This runs afoul of statistical reality. Since adoptions are by definition finding new homes for animals who already had at least a birth home, but for some reason came to a shelter or rescue, adoption market share could go above 50% only if large numbers of animals rehomed from shelters or rescues fail in their new homes, and return to the shelters or rescues to be rehomed again.
Market share for pet acquisition is divided among pets obtained from professional breeders, pets obtained from breeders via retail stores, pets born in their homes, pets born in one home and then given or sold to another, pets found at large, and pets acquired from shelters or rescues.
Since every pet has to be born somewhere, and since shelters and rescues are supposedly not in the breeding business, at least half of all pet acquisition will always be other than through shelters and rescues, if shelters and rescues are truly finding “forever homes” for animals.

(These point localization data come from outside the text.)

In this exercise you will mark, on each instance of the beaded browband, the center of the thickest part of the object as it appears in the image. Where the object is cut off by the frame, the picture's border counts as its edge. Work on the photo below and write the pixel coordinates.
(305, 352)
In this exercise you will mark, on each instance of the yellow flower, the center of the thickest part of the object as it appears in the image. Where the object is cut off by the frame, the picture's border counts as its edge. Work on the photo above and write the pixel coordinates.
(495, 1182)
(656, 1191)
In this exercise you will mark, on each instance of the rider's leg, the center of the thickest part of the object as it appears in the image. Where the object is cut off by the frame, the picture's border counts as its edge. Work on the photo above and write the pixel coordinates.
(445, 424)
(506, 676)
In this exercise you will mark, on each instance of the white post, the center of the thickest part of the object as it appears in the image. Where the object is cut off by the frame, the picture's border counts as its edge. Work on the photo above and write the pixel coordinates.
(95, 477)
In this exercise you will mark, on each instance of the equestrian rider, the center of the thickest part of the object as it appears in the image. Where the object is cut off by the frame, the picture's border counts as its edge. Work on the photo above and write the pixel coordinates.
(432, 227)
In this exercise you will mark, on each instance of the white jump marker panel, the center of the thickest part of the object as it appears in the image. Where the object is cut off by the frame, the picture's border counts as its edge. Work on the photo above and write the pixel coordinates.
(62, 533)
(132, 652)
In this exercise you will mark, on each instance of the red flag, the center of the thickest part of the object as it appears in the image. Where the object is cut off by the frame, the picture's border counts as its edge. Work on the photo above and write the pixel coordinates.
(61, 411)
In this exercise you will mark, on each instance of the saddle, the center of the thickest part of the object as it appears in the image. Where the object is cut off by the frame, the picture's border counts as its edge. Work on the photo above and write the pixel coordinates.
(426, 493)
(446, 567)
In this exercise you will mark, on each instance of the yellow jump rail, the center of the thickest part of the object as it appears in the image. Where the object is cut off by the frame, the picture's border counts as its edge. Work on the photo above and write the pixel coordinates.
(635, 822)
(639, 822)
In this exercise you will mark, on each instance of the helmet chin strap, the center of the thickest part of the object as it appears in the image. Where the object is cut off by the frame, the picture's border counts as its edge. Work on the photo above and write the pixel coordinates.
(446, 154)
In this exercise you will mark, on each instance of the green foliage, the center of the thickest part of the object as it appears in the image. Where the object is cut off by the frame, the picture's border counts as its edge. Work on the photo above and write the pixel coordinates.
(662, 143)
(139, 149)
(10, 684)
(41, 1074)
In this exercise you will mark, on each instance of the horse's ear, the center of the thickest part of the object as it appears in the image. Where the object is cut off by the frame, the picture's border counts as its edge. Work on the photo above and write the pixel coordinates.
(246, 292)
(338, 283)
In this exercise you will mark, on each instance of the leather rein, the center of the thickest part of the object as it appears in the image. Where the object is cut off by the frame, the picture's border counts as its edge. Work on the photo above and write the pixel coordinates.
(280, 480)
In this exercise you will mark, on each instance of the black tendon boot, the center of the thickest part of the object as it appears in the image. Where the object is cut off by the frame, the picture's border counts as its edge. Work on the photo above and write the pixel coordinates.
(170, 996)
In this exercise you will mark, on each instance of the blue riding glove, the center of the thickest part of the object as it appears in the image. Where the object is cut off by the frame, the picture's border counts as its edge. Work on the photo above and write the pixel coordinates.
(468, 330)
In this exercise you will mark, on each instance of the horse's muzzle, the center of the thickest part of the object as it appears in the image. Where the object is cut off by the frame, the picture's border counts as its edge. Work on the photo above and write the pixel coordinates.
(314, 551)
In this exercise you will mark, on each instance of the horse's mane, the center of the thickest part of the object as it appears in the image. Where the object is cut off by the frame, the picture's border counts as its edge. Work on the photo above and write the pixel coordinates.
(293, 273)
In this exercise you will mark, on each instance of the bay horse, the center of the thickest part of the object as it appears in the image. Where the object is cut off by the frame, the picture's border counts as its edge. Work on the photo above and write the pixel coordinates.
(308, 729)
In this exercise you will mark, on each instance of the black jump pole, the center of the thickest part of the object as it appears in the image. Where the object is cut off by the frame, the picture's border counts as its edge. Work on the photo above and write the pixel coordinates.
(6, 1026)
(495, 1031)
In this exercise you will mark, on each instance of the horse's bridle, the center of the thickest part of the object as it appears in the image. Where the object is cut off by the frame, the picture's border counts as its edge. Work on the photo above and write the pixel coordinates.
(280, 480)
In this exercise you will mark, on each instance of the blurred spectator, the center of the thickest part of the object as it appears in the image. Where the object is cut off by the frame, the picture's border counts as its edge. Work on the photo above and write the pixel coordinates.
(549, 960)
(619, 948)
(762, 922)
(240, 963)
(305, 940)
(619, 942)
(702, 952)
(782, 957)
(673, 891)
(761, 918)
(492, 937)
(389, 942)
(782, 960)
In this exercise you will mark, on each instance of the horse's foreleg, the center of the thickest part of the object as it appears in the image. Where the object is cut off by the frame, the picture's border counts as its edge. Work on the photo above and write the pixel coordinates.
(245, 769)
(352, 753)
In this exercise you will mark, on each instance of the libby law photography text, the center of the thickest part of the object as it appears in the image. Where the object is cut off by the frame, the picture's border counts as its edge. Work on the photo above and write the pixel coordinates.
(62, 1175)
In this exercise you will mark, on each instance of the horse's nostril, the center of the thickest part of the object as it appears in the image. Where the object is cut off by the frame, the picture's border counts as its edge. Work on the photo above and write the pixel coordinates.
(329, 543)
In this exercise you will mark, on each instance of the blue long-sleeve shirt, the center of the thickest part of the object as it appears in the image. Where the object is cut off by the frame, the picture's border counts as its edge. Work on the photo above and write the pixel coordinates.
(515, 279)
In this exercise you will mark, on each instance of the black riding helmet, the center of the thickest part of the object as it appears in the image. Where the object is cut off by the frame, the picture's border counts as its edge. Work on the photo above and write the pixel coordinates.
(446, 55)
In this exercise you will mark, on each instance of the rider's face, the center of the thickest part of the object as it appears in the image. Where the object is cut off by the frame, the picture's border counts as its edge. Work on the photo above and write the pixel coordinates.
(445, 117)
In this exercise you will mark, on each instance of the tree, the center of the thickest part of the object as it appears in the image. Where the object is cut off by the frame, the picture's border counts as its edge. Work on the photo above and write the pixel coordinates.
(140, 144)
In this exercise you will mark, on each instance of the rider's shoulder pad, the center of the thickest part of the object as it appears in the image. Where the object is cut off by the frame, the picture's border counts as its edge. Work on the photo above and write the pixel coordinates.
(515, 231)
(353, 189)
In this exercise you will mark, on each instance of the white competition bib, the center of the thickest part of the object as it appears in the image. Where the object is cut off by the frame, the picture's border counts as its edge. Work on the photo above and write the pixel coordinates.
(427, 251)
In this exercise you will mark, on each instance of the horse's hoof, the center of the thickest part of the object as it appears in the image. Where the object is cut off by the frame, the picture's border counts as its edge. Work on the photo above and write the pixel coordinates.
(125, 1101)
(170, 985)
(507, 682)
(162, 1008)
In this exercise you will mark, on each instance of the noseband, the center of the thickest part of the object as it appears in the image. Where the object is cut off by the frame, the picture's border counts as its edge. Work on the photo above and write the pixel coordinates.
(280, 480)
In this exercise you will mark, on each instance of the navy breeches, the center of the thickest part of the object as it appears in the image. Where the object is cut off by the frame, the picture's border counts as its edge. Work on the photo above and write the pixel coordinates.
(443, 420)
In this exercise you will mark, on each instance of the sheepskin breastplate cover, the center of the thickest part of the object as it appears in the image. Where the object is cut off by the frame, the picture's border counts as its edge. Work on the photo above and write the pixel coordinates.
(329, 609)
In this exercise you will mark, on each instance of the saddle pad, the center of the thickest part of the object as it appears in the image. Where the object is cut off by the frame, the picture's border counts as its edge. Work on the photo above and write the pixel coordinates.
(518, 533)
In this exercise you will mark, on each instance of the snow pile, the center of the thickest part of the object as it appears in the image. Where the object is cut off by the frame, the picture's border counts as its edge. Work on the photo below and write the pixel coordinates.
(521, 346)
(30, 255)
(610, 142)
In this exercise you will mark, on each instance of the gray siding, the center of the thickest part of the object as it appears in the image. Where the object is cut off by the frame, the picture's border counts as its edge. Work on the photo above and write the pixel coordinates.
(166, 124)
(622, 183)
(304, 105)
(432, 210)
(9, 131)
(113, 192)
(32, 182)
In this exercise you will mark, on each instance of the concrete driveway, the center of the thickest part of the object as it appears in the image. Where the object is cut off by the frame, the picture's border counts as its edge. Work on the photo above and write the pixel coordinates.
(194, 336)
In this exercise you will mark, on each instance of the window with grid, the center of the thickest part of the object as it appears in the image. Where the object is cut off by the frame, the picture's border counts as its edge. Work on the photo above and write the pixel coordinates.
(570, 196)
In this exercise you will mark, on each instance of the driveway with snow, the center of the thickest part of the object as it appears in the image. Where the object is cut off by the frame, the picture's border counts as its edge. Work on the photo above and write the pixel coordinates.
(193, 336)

Maddie’s Adoption Center in San Francisco.
Adoptions flatlined since mid-1980s
Reality is that despite many innovations and tremendous investment in rehoming, the total numbers of animals rehomed from shelters peaked in the 1980s, when most shelters still received abundant litters of accidentally born puppies and kittens, and often adopted them out unsterilized to avoid having to kill them.
U.S. shelters and rescues rehomed between four and five million animals per year in the mid-1980s, when shelter killing annually approached 18 million dogs and cats; U.S. shelters and rescues rehome four to five million animals per year now, with shelter killing down to just under three million per year.

(Faye McBride photo)
What has changed
Small increases have occurred since then, through increasingly intensified effort. Most notably, shelters and rescues are now managing to rehome two to three million animals per year who never would have had a chance between 20 and 30 years ago because there were so many younger, cuter, healthier puppies and kittens in line for adoption ahead of them.
While the gross volume of adoptions long ago plateaued, shelter and rescue adoption market share has increased significantly since 1981, when Richard Nasser did the first major study of pet acquisition in more than 30 years, and only the second ever. Overall, Nasser found, shelter and rescue adoption market share in 1981 was just under 15%. Most surveys today put it close to 25%.

(Beth Clifton photo)
In-home births have fallen
The increase, however, has come almost entirely because only a fraction as many pets are born into their homes now. Currently 91% of all pet cats and 83% of all pet dogs have been sterilized, according to the 2013 American Pet Products Association survey. Both figures are nearly twice the norms of 1981. Thus the in-home pet birth rate has plummeted.
Secondarily, because far fewer people allow dogs and cats to roam unsupervised, and thereby get lost to be found and adopted by someone else, acquisition of pets by simply finding them at large has decreased. But the frequency of adopting pets at large, combined with the frequency of adopting pets from shelters and rescues, has barely changed.
In 1981, Nasser found, combined shelter/rescue and stray adoption market share was 19.4% of dogs. In 2013, according to the APPA survey, it was 20%.
Nasser found that 88% of all pet cats were adopted from shelters, stray, or free-to-good-home sources in 1981. The 2013 APPA data put those combined numbers at 90%.
Total adoptions are down
Total adoptions are actually down somewhat in the U.S. as a whole in recent years, and have been declining for decades in many of the biggest cities with the longest established high-volume adoption programs.
The Seattle Animal Shelter and Seattle/King County Humane Society, for example, cut shelter killing by 49%, 1985-1995. Adoptions fell 23%. From 2007 through 2012, the Seattle Animal Shelter cut killing by another two-thirds, while the Seattle/King County Humane Society went no-kill––but adoptions of animals of local origin fell by another 26%.
The Seattle/King County Humane Society rehomed 6,297 animals in 2012, but 3,032 of those animals were imported from other cities, whose supply of adoptable animals will plummet if their sterilization rates improve.
Adoptions by 2014 dropped 4%, to 6,070, even though adoptions of animals from elsewhere rose 22%, to 3,896.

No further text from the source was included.